Traditionally, a person who has a hip replacement spends about a week in the hospital – and over 90 per cent of that time occurs after they had a surgery, when after a big operation like a hip replacement, patients need time to recover. There is not much that a hospital can do to speed up this recovery phase or get patients out more quickly.  In fact, if a hospital discharges a patient too early, there’s a risk that the patients will end up needing to return to the hospital, costing the health service more in the long run.

However, spending time in the hospital before a surgery is inefficient and it wastes NHS resources.  Every extra day or part-day at this stage when a patient is in hospital before their surgery costs the NHS money, and the evidence is that it makes no difference to patients’ long term outcomes.  Unfortunately, we found that prior to 2006, hip patients in England were spending up to three days in the hospital before their surgery.  This was a waste of money, plain and simple.

Interestingly though, from January 2006 hospitals faced more significant competition after the Labour government’s reforms. Hence, in areas where there are a lot of hospitals fairly close together (like London and the big cities), it would make sense for hospitals to take steps to shorten the pre-surgery time that hip patients spent in the hospital. By contrast, in areas where hospitals are few and scattered the local hospital is not exposed to such competitive pressures, and hence has no incentive to reduce the amount of time hip patients spent in hospital before surgery.

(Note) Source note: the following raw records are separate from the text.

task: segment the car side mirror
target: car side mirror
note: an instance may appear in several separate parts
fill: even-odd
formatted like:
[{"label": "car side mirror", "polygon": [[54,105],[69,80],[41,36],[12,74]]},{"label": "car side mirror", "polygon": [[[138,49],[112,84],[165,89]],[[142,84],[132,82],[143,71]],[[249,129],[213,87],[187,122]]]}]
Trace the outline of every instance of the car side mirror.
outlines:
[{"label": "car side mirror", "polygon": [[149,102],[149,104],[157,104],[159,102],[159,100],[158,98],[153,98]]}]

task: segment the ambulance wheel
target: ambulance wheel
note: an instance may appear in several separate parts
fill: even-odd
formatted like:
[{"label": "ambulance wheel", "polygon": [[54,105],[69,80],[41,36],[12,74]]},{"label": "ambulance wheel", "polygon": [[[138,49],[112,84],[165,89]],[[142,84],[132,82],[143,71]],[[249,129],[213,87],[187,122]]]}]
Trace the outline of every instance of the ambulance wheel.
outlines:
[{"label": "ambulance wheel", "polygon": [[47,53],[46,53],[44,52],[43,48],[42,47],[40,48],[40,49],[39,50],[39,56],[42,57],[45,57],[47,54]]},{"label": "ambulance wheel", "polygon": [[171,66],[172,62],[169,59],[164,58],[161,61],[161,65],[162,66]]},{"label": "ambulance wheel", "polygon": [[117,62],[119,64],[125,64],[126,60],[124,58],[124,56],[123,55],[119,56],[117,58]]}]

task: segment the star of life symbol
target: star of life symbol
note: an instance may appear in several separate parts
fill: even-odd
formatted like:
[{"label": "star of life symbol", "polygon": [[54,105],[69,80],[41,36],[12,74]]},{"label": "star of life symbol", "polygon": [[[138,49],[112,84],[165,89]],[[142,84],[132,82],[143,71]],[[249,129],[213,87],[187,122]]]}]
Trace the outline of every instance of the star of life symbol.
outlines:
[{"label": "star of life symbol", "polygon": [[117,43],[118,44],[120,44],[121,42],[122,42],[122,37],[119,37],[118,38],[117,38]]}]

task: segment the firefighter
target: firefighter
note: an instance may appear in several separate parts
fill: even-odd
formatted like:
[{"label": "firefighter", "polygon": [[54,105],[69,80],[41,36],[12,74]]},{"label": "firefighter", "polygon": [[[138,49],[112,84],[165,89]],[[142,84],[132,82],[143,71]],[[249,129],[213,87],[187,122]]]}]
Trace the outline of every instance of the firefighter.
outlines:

So what actually happened? The chart below shows that across all hospitals the previously slow rate of decrease in pre-surgery time in hospital fell much more sharply after 2005 (in anticipation of the new measures coming in). But interestingly also this efficiency improvement was much greater over time in the hospitals exposed to most competition, and was least in the hospitals exposed to least competition.

What’s more, those hospitals which cut the time patients spent in the hospital before their surgery didn’t cut the amount of time patients spent in the hospital after their surgery. At the recovery stage the patterns of changes for the hospitals facing most competition and those facing least competition were closely similar. In short, the hospitals facing most competition were able to save money while also maintaining their clinical quality.

These new results echo findings that LSE Health also published in January 2010, which found that hospitals exposed to more competition have lower hospital death rates than those hospitals with little competition. These hip surgery findings are also consistent with work published by colleagues in the LSE’s Centre for Economic Performance, which found that hospitals facing greater competition have higher management quality.

‘Market-based’ reforms inside the National Health Service have certainly proved controversial over recent decades, reflecting real worries that competition pressures may in some way erode a primary focus on doing what’s best for patients themselves. Yet almost every shred of empirical evidence looking at the impact of patient choice and hospital competition in the NHS from 2006 onwards has found that it has improved quality and increased efficiency.

As the new government carefully considers how to improve health service efficiency in a period of public austerity, ministers and NHS decision-makers need to take a serious look at the record of successes flowing from already-existing market-based reforms. Properly designed changes to promote patient choice and enhance hospital competition can work well and deliver further efficiency gains.